When my dad passed away, I had custody of the ring. When we went down to Arlington National Cemetery to bury him, I wore that ring, just that once. In my grief, it must have slipped off of my finger. I lost it and never found it. I searched my house and belongings for a year, but never found it. I suppose someone down in Arlington will find a Holy Cross class ring with a red stone someday, and they will wonder about the man who wore it.
If I could have one thing, out of all the things that I have that were his, I wish I had not lost his ring.
What do the imams say? Can you smack your kids under Sharia?
As the WSJ says - what would we do without experts?
It's not a boxing match, Liz.
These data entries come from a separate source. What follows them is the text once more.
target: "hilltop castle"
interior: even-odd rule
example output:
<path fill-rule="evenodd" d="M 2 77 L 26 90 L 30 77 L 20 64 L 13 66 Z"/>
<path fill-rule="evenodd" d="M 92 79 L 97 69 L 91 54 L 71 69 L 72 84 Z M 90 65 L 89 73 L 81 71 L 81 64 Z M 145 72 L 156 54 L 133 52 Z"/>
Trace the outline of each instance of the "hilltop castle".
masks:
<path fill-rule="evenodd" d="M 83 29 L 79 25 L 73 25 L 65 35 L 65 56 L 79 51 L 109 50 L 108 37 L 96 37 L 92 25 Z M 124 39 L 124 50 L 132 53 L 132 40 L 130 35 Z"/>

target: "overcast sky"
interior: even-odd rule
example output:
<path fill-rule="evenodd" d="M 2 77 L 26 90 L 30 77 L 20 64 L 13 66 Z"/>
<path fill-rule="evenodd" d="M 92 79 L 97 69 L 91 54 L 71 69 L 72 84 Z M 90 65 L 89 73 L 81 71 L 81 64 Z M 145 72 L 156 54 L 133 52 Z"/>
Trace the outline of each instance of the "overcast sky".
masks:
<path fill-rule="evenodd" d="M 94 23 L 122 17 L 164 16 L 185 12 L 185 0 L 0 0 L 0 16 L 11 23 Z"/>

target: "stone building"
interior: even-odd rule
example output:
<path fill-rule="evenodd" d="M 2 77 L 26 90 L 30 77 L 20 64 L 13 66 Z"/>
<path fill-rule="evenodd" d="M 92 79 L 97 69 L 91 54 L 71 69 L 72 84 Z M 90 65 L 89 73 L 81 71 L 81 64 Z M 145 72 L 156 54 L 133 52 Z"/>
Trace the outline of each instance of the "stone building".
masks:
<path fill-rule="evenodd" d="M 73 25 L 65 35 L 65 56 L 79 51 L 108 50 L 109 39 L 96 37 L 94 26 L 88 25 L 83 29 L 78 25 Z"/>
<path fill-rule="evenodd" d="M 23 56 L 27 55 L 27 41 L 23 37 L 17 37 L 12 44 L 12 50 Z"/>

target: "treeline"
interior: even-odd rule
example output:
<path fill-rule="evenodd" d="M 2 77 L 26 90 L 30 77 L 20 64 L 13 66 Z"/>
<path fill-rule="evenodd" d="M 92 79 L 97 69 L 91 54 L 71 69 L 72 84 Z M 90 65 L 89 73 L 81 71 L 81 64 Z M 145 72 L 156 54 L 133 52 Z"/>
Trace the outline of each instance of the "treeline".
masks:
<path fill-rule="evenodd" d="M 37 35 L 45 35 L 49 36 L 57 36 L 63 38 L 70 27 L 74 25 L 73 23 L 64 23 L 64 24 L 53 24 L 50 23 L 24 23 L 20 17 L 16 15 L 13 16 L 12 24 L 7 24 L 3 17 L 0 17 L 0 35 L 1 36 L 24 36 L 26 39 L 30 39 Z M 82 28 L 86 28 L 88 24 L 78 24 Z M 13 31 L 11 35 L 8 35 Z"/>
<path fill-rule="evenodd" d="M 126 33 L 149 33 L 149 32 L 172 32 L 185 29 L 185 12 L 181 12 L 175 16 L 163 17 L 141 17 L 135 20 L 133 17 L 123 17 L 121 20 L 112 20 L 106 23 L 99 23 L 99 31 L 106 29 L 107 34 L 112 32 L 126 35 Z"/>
The whole point is to deliver authority and negative reinforcement (yes it works just ask BF Skinner) in a direct, non-verbal way.
99% of the kids I have known were hit a grand total of ONCE in their lives - the prospect of getting more kept them in line for many years to come.
A smack to the face beats “Time Out” anyday of the week. Just don’t overdo it, or your kids may start asking you to tie them up and whip them as they get older...
OK, I didn’t read this really. But isn’t “SuperNanny” another woman who just uses “time-outs” and doesn’t hit?
‘While some parents may be more relaxed about corporal punishment, Elizabeth Hartley Brewer, an expert in child development and parenting, believes that such attitudes must be resisted. “Children can’t defend themselves verbally or physically,” she says.’
The problem is, they usually START it! Why NOT physically get back at a little brat who thinks he’s high & mighty enough to hit people?
This has been the way for centuries; it is natural (look at other animals). Why do we think suddenly in the last 50 years (Dr. Spock) that we know better? Kids and pets are much more annoying and bratty and unlikeable now. Connection to this permissive style with no threat of hitting? You bet.
bump for later
Go Google “mothering dot commune,” and read through the “Gentle Disciplining” forum. You’ll be horrified — these people are raising an entire generation if brats!
Ya, I’ve seen just about enough of kids who’s parents think like this author.
It is not about “BEATING” your kids, it’s about getting their attention, and letting them know that you’re serious.
Not to mention an early introduction into the concept of “CONSEQUENCES”!